This paper reveals the severe vulnerability of autonomous driving multimodal perception (camera + LiDAR) to sensor temporal misalignment. We propose DejaVu, a novel attack that degrades detection and tracking performance by introducing only millisecond-level cross-modal delays—e.g., delaying a single LiDAR frame reduces mAP by 88.5%, while delaying three camera frames drops MOTA by 73%. To counter this threat, we design AION, a lightweight, real-time defense mechanism that models cross-modal temporal alignment paths via multimodal shared representations and dynamic time warping, computing anomaly scores based on temporal consistency. AION is the first unsupervised, model-agnostic detector leveraging cross-modal temporal consistency for attack identification. Evaluated across multiple datasets and architectures, AION achieves AUROC scores of 0.92–0.98, demonstrating high generalizability, robustness, and deployment feasibility.

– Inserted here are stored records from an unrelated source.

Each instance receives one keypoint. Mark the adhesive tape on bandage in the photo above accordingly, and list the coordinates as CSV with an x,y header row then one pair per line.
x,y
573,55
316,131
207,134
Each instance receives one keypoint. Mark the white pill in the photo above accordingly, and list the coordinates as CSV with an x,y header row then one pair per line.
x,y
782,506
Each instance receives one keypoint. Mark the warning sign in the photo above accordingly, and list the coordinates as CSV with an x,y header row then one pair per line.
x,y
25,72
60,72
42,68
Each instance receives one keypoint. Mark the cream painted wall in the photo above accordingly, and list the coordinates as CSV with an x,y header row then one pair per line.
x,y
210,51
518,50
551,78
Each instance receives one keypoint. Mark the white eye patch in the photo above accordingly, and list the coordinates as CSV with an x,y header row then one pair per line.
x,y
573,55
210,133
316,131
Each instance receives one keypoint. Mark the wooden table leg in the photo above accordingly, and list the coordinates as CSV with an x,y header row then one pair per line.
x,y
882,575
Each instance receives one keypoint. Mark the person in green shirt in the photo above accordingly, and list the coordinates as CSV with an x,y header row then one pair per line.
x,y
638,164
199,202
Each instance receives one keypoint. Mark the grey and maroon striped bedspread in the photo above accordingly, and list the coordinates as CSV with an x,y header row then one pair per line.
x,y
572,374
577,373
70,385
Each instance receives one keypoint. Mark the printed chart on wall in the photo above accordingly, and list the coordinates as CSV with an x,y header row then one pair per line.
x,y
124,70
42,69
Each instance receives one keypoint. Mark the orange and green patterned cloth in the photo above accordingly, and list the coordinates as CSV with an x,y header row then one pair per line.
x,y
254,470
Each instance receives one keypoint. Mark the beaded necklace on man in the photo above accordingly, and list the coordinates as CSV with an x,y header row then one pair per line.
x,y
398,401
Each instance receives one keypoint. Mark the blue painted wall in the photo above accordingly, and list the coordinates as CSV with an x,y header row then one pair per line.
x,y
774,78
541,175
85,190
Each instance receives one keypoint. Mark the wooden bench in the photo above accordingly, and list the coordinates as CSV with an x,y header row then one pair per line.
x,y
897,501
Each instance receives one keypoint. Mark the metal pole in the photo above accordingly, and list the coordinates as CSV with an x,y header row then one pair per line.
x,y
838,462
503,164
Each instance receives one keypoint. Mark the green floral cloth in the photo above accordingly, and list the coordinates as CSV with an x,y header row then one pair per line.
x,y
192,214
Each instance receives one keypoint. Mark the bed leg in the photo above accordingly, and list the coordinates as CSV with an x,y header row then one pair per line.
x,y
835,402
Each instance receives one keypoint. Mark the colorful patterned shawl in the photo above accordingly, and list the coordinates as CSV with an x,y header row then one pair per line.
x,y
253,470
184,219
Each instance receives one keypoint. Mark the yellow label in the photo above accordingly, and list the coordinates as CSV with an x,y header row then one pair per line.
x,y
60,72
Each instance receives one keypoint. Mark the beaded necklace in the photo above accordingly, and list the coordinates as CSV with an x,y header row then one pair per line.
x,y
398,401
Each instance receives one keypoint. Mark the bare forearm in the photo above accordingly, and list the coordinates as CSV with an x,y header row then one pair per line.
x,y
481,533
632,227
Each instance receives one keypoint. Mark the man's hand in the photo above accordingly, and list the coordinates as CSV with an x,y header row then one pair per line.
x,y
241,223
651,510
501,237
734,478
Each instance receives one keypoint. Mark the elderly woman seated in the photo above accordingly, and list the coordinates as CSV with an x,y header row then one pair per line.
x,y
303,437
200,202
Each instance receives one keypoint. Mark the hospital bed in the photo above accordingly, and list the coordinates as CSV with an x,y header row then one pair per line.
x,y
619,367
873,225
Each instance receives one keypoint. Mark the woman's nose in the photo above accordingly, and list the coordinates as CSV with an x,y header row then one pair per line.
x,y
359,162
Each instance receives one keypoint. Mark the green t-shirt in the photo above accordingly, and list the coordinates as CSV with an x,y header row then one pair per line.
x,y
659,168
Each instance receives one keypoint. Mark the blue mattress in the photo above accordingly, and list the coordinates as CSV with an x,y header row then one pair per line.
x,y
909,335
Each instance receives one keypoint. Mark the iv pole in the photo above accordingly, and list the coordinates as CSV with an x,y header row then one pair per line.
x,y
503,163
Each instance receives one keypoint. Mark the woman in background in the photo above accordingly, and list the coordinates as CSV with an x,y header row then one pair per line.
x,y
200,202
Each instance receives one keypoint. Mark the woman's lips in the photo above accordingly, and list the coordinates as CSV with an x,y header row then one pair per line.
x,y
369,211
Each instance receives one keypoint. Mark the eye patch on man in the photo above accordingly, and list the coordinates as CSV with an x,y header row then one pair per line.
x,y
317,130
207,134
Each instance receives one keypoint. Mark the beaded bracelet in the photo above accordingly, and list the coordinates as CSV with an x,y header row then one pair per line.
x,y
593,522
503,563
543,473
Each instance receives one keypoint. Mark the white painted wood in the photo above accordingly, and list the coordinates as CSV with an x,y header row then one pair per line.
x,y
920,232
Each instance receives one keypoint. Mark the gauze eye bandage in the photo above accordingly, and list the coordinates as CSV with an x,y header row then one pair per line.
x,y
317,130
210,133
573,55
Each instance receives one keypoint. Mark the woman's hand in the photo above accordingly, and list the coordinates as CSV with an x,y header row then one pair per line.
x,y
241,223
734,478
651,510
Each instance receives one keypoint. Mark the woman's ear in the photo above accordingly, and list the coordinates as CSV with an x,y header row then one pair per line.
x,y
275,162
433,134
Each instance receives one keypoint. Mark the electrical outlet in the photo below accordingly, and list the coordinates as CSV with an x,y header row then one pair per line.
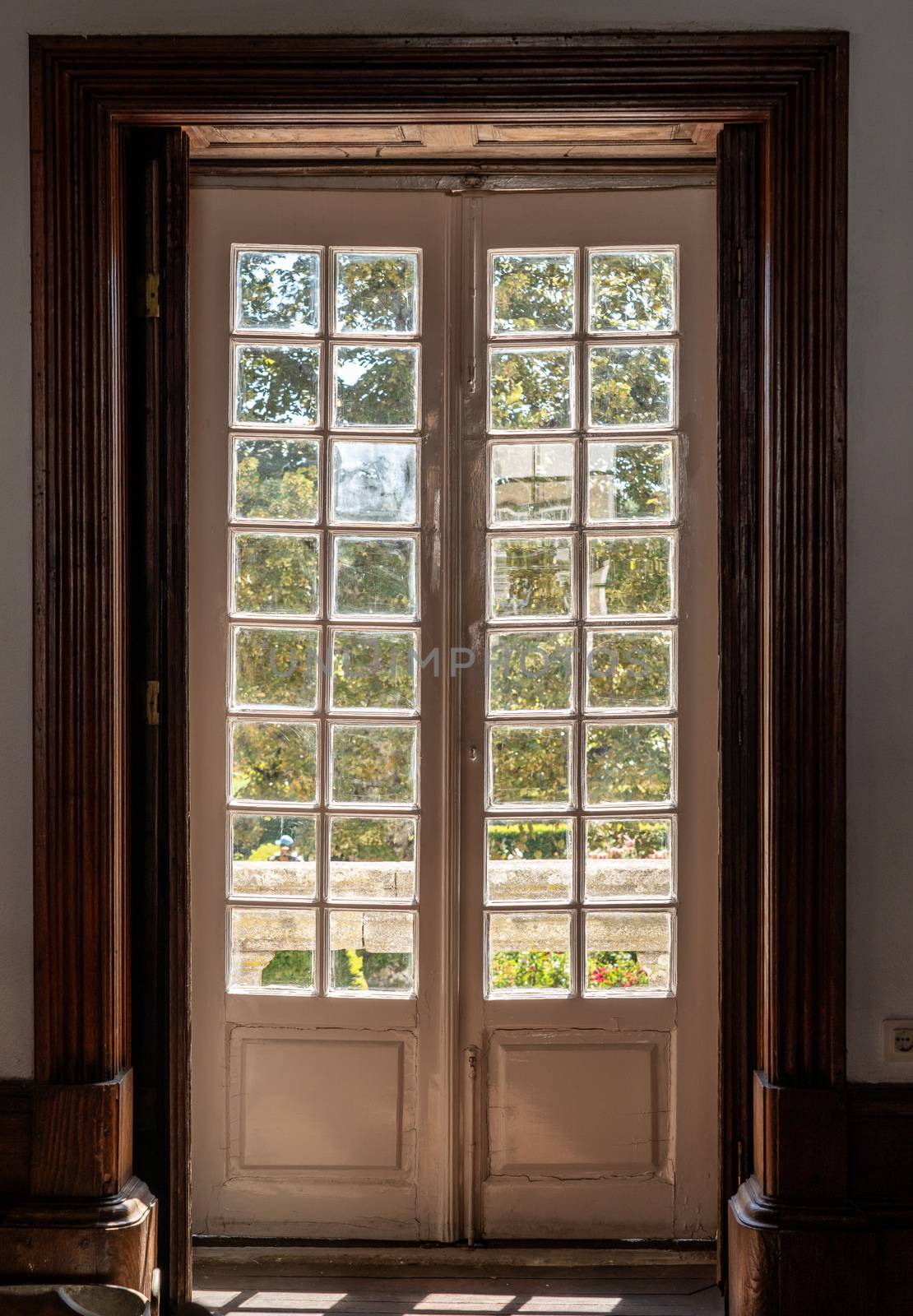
x,y
899,1040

Multimodal fusion (MMF) plays a critical role in the perception of autonomous driving, which primarily fuses camera and LiDAR streams for a comprehensive and efficient scene understanding. However, its strict reliance on precise temporal synchronization exposes it to new vulnerabilities. In this paper, we introduce DejaVu, a novel attack that exploits network-induced delays to create subtle temporal misalignments across sensor streams, severely degrading downstream MMF-based perception tasks. Our comprehensive attack analysis across different models and datasets reveals these sensors' task-specific imbalanced sensitivities: object detection is overly dependent on LiDAR inputs while object tracking is highly reliant on the camera inputs. Consequently, with a single-frame LiDAR delay, an attacker can reduce the car detection mAP by up to 88.5%, while with a three-frame camera delay, multiple object tracking accuracy (MOTA) for car drops by 73%. To detect such attacks, we propose AION, a defense patch that can work alongside the existing perception model to monitor temporal alignment through cross-modal temporal consistency. AION leverages multimodal shared representation learning and dynamic time warping to determine the path of temporal alignment and calculate anomaly scores based on the alignment. Our thorough evaluation of AION shows it achieves AUROC scores of 0.92-0.98 with low false positives across datasets and model architectures, demonstrating it as a robust and generalized defense against the temporal misalignment attacks.